Recommendations and resources
1) Don’t perform repair of minimally symptomatic or asymptomatic inguinal hernias without careful consideration, particularly in patients who have significant co-morbidities.
The proportion of patients presenting with inguinal hernias who are suffering significant co-morbidities is increasing. In these populations and in the presence of multiple of co-morbidities, the importance of carefully assessing the risks and benefits of surgical intervention is vital. Studies have shown that adoption of a watch and wait approach does not heighten the risk of the patient developing more severe symptoms. In cases of minimally symptomatic and asymptomatic inguinal hernias, the patient’s prognosis and long term health may be improved by non-surgical intervention. Ongoing surgical review is required to ensure that an individual’s condition is monitored and that a re-evaluation of their surgical need is made should their symptoms increase in severity.
2) Do not use ultrasound for the further investigation of clinically apparent groin hernias. Ultrasound should not be used as a justification for repair of hernias that are not clinically apparent.
The role of ultrasound in the diagnosis and treatment of groin hernias is limited. When the clinical diagnosis of a groin hernia is uncertain, any sonographic findings should be interpreted in conjunction with clinical judgment and treated conservatively. The diagnostic accuracy of ultrasound is reduced in the absence of any clinically palpable hernia.
3) Don’t transfuse more units of blood than absolutely necessary, noting that many hospitals have developed policies on indications for transfusion with a view to minimisation.
The limited blood resources available within the health system and the lack of evidence to support transfusing more blood than required necessitate the use of appropriate guidelines.
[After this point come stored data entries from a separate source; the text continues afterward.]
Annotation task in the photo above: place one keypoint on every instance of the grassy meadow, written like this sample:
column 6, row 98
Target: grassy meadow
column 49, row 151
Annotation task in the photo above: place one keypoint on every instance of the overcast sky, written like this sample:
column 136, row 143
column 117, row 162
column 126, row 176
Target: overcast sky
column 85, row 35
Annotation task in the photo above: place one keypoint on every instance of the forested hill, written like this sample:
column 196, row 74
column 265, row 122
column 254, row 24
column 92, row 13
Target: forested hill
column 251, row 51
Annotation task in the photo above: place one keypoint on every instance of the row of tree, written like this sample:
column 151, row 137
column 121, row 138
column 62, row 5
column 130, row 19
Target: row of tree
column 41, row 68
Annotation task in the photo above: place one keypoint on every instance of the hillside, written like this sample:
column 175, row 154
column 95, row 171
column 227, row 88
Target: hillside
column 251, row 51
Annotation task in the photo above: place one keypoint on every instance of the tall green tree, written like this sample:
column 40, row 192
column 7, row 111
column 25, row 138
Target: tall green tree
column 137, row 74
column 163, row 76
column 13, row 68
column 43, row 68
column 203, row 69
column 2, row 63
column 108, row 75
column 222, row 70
Patients should be carefully evaluated (through use of applicable guidelines) when being assessed for blood transfusions and closely monitored.
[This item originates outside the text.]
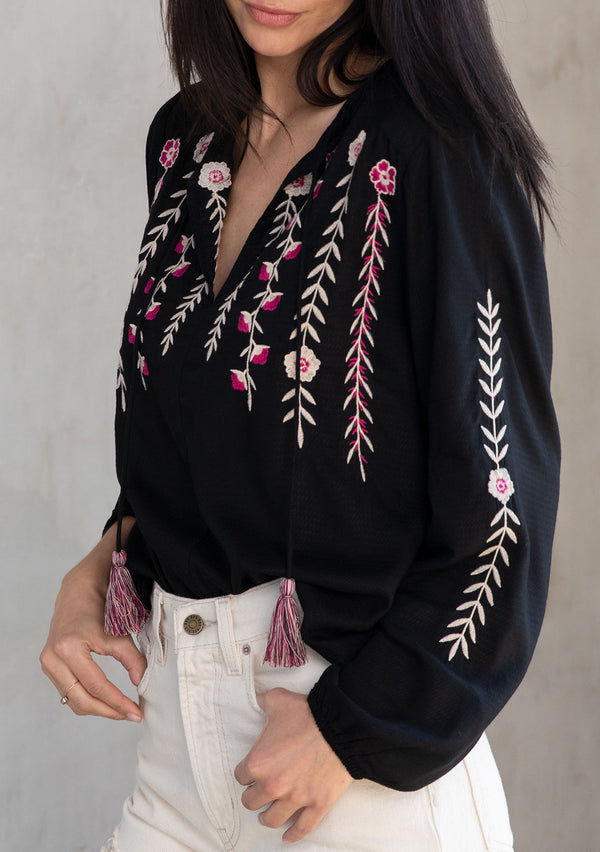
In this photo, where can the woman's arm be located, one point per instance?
(461, 630)
(77, 631)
4) Do not use endoscopy for investigation in gastric band patients with symptoms of reflux.
The treatment of reflux in gastric band patients should be carefully considered. Endoscopy should not be used without consideration of alternative strategies. Reflux in gastric band patients is often related to the device. It is best managed by removal of fluid, in consultation with a Bariatric Surgeon or other appropriately qualified person.
5) Don’t do computed tomography (CT) for the evaluation of suspected appendicitis in children and young adults until after ultrasound has been considered as an option.
Although computed tomography (CT) is accurate in the evaluation of suspected appendicitis in the pediatric population, ultrasound is a good diagnostic tool that will reduce radiation exposure. Ultrasound is the preferred initial consideration for imaging examination in children and young adults. If the results of the ultrasound exam are equivocal, it may be followed by CT.